Les gens du Nord aiment rester discrets sur ce qu'ils possèdent. C'est pour cela qu'il était essentiel de mettre à leur service une professionnelle du tissu local. Je dois dire que le siège parisien a énormément soutenu ce développement en région.

Pourriez-vous nous parler d'un objet qui vous a particulièrement marqué ? 

L'émotion provient de l'œuvre elle-même, mais surtout de l'histoire autour de l'oeuvre. Je me souviens entre autre d'un manuscrit d'Apollinaire qui était resté pendant des années dans les mains d'une famille belge. Ce manuscrit est l'un des tout premiers rédigés par Apollinaire, il avait alors 18 ans. Il avait séjourné dans une auberge en Belgique et ce sont les descendants des propriétaires de cette auberge qui ont conservé le document.

Liber Amicorum De Marguerite Constant De Stavelot, contenant 2 poèmes Autographes d'Apollinaire, 1899. Liber Amicorum De Marguerite Constant De Stavelot, contenant 2 poèmes Autographes d'Apollinaire, 1899.

Lille et sa métropole ont été nommés Capitale Européenne de la Culture en 2004. Cette nomination a-t-elle contribué à faire du Nord un carrefour incontournable des amateurs d'art?

Oui, cet évènement a été capital pour la région. Il y a eu une couverture médiatique incroyable. Lille est un carrefour extraordinaire entre la Belgique et la Grande-Bretagne. En dehors de toute considération politique, Martine Aubry a fait beaucoup pour la culture dans la région.
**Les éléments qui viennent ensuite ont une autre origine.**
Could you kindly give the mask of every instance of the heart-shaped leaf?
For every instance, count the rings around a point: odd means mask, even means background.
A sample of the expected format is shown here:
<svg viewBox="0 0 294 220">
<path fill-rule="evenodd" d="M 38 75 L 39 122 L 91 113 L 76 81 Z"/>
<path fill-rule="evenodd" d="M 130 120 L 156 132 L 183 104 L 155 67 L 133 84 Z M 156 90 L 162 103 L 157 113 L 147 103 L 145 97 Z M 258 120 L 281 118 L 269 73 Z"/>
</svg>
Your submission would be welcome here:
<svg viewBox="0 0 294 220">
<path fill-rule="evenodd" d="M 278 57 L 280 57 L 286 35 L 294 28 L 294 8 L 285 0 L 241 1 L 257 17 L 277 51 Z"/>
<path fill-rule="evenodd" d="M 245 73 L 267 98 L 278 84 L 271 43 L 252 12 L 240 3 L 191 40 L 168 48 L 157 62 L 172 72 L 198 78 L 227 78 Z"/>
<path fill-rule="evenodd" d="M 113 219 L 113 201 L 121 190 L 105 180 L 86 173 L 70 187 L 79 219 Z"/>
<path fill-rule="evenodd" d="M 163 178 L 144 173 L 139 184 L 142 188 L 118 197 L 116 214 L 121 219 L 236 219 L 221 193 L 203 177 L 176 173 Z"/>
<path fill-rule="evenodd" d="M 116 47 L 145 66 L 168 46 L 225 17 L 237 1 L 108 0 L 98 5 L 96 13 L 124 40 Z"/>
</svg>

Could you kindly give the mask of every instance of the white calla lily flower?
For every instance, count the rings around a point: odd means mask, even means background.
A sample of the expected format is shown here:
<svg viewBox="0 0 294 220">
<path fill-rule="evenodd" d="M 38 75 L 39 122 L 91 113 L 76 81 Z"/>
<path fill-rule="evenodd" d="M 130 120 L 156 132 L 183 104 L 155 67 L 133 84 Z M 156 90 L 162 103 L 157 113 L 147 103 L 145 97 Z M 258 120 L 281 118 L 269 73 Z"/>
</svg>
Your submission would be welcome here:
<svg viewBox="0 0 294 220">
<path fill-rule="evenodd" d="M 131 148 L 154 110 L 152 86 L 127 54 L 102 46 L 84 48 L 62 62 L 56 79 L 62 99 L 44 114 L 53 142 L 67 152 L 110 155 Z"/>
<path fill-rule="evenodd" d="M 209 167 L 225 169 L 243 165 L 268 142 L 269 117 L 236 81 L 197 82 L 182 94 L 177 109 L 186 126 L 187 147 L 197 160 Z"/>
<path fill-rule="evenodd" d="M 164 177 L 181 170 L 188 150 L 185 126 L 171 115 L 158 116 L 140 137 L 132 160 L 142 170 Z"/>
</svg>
Comment le marché a-t-il évolué depuis vos débuts ?

Ce qui est marquant, c'est la spectaculaire progression du marché de l'art contemporain et de certains artistes. Il y a aussi cette présence de plus en plus forte d'acheteurs asiatiques dans des domaines où on ne les attendrait pas forcément. Quand j'ai commencé, ils enchérissaient très peu sur l'art impressionniste et moderne par exemple. Ce n'est plus vrai aujourd'hui.

Selon vous, quels vont être les grands trends de 2016 ?

C'est difficile à dire, il y a encore eu peu de ventes en ce début d'année. Ce qui est sûr, c'est que malgré un ralentissement dû à la crise économique en Chine, les œuvres de qualité, rares ou les icônes réaliseront toujours d'excellents résultats. Le marché est indéniablement beaucoup plus sélectif qu'il y a un an mais toujours très fort pour le meilleur du marché.

Que pensez-vous de la relation de plus en plus proche entre l'art et internet ?

Internet ouvre beaucoup de fenêtres. C'est une incroyable source d'informations que je conseille à mes clients. De plus en plus, il faut que l'information soit accessible vite et facilement. Barnebys y contribue. Cet outil ouvre et démocratise l'accès à l'art. Chez Sotheby's, internet fait partie intégrante de notre stratégie. D'ailleurs, on a réalisé de très belles ventes en ligne l'année dernière, avec des objets vendus pour plus de 500 000 euros.